Qstat is a bit slow

Hi! I have been finding qstat return times really long. It takes around 5min, and ocassionally it fails with “Connection refused” errors. I don’t think its a me problem - I’ve asked around and it happens to others. I don’t remember this happening before, are there any tips as to how to improve it?

I believe that the response has been “Don’t use it so much and it will improve”. There are behaviours that some users use that should be avoided. Submitting many small Walltime jobs. Running qstat regularly to ‘See what is happening’.

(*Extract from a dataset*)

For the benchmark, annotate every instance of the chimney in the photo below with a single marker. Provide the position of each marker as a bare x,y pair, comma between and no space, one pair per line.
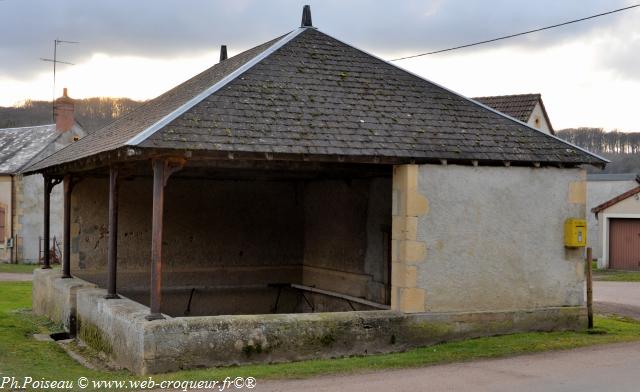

”However, please refrain from checking your jobs excessively. Repeated queries will be considered attacks, especially in quick succession. Our recommendation is to query your jobs status a maximum of once every 10 minutes, this should be more than enough.” is the third sentence in the Help documentation.

Hope this helps.

I guess if you see a colleague with unhelpful behaviours, please point them to the documentation.

2 Likes

It’s also why NCI made nqstat, which caches qstat and reduces load on the PBS software.

So if you can, use nqstat

4 Likes

@Aidan can we pin this somewhere? Tips and tricks?

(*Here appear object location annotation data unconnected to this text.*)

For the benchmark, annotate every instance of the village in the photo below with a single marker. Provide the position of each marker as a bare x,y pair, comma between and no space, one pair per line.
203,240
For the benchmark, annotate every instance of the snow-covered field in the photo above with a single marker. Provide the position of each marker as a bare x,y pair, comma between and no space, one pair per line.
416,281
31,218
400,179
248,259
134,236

If you think it’s useful absolutely feel free to make an NCI tip n’ tricks topic and copy it in there.

I have added nci and tips tags to make this findable.

1 Like

Hi @Aidan , I haven’t really found much info on nqstat, so maybe you can give me the brief explainer? When I run it, it doesn’t show the jobs I’m running. Even when I set nqstat -u jn8053, nothing.

The NCI docs don’t mention it specifically

Job monitoring... - NCI Help - Opus - NCI Confluence

But you may need to use nqstat -P <project_code>.

The NCI docs do mention nqstat_anu which only shows running jobs, but does include more information.

1 Like